A decade after a group of writers in Paris formed the International Parliament of Writers to help exiled authors through its Cities of Asylum program, a similar nonprofit organization has been established in the U.S. The North American Network of Cities of Asylum was founded earlier this year at the International Institute of Modern Letters at the University of Nevada. Russell Banks, who is president of IPW, heads the NANCA board, which includes both previous IPW presidents, Wole Soyinka and Salman Rushdie.
Banks told PW, "NANCA's task is to try to soften the blow of exile and to help a writer find for herself or himself what they need—translators, publishers. It can't become a sinecure; there is a line of writers waiting." To participate, a city needs to provide housing and a living stipend, which can range from $50,000 to $75,000 a year. Often, foundations and local universities partner so that writers who would like to teach have an opportunity to do so. In the next few years, Banks anticipates many more writers will seek assistance. He explained, "Writers aren't being persecuted by government so much as by religious fundamentalist groups, warlords and ethnic groups."
Although Pittsburgh, Pa., which will host Chinese dissident poet Huang Xiang starting next month, is the first U.S. city to join NANCA, several other cities stepped forward earlier. In fall 2000, Las Vegas took in Sierra Leonean poet and novelist Syl Cheney-Coker; it is currently sponsoring Chinese writer and painter Er Tai Gao.
In addition to writers, U.S. publishers have gotten involved.
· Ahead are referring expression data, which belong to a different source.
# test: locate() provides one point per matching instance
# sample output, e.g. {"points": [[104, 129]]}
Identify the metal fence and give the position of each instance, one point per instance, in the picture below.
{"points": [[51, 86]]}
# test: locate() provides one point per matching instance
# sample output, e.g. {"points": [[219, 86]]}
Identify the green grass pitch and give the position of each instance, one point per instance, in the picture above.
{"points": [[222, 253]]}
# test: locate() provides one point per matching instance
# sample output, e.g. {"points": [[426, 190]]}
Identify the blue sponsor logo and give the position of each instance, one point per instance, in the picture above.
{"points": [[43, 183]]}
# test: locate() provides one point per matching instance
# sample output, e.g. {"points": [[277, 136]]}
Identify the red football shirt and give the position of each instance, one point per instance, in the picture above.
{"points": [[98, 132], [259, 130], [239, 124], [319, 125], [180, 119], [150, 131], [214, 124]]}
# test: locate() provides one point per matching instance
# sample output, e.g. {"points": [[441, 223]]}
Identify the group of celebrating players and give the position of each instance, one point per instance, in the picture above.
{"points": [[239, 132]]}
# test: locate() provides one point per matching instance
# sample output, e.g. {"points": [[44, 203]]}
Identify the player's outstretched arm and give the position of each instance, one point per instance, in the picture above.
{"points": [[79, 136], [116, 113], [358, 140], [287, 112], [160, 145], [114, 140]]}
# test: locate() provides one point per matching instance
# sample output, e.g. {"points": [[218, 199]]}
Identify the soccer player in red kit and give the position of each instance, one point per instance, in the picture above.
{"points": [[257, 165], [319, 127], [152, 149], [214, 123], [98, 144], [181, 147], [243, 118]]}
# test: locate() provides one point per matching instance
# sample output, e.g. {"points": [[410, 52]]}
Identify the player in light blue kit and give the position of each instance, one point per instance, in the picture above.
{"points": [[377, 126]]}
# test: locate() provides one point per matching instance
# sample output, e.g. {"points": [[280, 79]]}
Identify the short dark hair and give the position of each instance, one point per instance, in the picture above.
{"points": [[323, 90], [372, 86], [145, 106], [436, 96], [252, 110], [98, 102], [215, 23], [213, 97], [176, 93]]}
Seven Stories Press publishes the English translation of IPW's twice-yearly journal of exile, Autodafe; Copper Canyon and Curbstone are among several presses known for their works in translation that will be assisting NANCA. And Consortium plans to include information about NANCA in its fall advertising campaign. NANCA is setting up a Web site, but information on the program is currently available at www.autodafe.org.